No entanto, Ismea alertou que esse ponto de dados varia significativamente dependendo do produto em questão.

Por exemplo, 66% dos compradores pretendem explorar as origens do azeite extra virgem que compram. Níveis semelhantes de interesse também foram expressos pelos consumidores sobre a origem dos ovos, peixes e carnes.

Ismea observou como um número significativo de consumidores italianos escolhe suas compras com base nas propriedades organolépticas dos alimentos, especialmente para pão (44%), vinho (37%) e azeite extra virgem (20%).

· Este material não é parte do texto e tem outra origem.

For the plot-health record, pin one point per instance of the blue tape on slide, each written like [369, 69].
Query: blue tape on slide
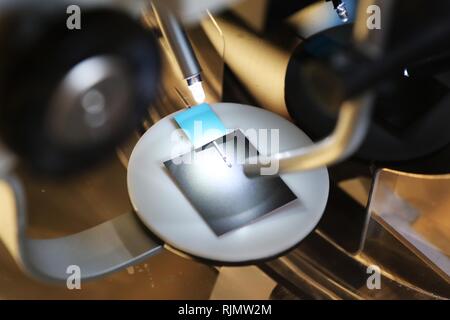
[201, 124]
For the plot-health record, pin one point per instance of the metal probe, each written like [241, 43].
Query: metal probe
[182, 49]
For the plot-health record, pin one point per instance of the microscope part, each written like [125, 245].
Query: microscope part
[341, 10]
[200, 124]
[225, 197]
[196, 87]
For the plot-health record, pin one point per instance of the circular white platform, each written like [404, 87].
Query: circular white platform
[165, 210]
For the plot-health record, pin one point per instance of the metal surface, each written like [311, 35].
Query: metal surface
[172, 217]
[177, 39]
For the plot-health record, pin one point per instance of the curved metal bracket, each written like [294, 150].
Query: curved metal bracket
[350, 131]
[106, 248]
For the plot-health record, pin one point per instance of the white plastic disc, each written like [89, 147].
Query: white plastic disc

Enquanto um percentual crescente de compradores demonstra que a marca continua relevante na escolha de massas, alimentos congelados ou molho de tomate, o perfil de sustentabilidade dos produtos também é considerado. Quatorze por cento disseram que procurariam essas características ao comprar ovos, pão branco ou carne.

Entre as reações aos atuais desafios impostos pela inflação, 68% das famílias italianas disseram que evitariam o desperdício de alimentos, enquanto 47% compararão os preços de forma mais meticulosa.

Nove por cento disseram que comprariam menos comida para continuar comprando itens de alta qualidade. Por outro lado, apenas 1% dos entrevistados disse que compraria alimentos de qualidade inferior para continuar comprando a mesma quantidade.